Sending cycling refugees to war

Sending cycling refugees to war

Updated 01.15 | Published 00.52

They were used in Putin’s “hybrid attack”.

Now they are being tricked into war for real.

The choice is between Ukraine and deportation.

Busloads of refugees from Africa and the Middle East caused Finland to close its border crossings with Russia.

Putin is accused of using the refugees in a revenge operation to shake up Finnish society after joining NATO.

Hundreds of people who were tricked into thinking they could get to the West were then stuck on the Russian side.

full screen Migrants on the border between Finland and Russia. Photo: Jussi Nukari / AP

Caught and arrested

Astounding images showed Africans cycling the last stretch to the border in snow and ice, as they were not allowed to cross the crossing on foot.

They should have received the bikes from Russian authorities, Finland states.

When the border stations were closed, many of the refugees were arrested and detained because they lacked valid residence permits, writes the BBC.

In Karelia, one of three Russian regions bordering Finland, 236 people have been arrested for staying in the country without documents in the past three weeks.

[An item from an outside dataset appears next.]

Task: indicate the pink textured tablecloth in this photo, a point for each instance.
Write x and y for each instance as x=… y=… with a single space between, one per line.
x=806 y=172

They must be deported from Russia back to their home countries.

But now Putin is said to have found a new way to make use of the wave of refugees, writes the BBC.

fullscreenFinnish border guard at the border with Russia. Photo: Emmi Korhonen/AP

Got an offer

According to the British television channel, a number of the refugees with deportation orders have been offered a way to stay in Russia.

A Somali man in his 40s told the BBC that he and about a dozen held in a detention center in the Karelian capital, Petrozavodsk, were visited by representatives of the military and offered “a job for the state”.

They were promised a good salary, healthcare and the opportunity to stay in Russia if they signed a one-year contract with the army.

The 40-year-old, five more Somalis, five people from different Arab countries and a Cuban accepted the terms, were put on a bus and driven south.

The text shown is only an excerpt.